Ragweed compounds could protect nerve cells from Alzheimer's
As spring arrives in the northern hemisphere, many people are cursing ragweed, a primary culprit in seasonal allergies. But scientists might have discovered a promising new use for some substances produced by the pesky weed. In ACS' Journal of Natural Products, researchers have identified and characterized ragweed compounds that could help nerve cells survive in the presence of Alzheimer's disease (AD) peptides.
Those with AD, a neurodegenerative disorder, often have impaired judgment, cognition, memory and behavior. Scientists have linked AD to the accumulation of amyloid-β (Aβ) peptides in the brain, which form plaques that kill nerve cells. Unfortunately, the five drugs currently approved for AD treatment only delay disease progression for a short time. When Won Keun Oh and colleagues screened 300 natural plant extracts for activity against AD in a preliminary study, they found a surprising candidate: Ambrosia artemisiifolia (common ragweed). This invasive weed, native to North America, has now spread to South America, Asia and much of Europe. Oh and colleagues decided to isolate and characterize the structures of ragweed compounds responsible for this neuroprotective activity.
The researchers isolated 14 compounds from whole ragweed plants that appeared to protect neurons from Aβ-induced toxicity.
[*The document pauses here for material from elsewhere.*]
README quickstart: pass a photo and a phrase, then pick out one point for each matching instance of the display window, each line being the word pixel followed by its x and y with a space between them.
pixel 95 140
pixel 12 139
They determined the structures of the compounds with nuclear magnetic resonance, mass spectrometry and other analytical techniques. Seven of the chemicals, including terpenoids and spermidine conjugates, had been described previously, but the remainder were newly identified terpenoids. When the researchers added the two most active new compounds to a lab dish that contained neurons producing Aβ, about 20 percent more cells survived than without treatment.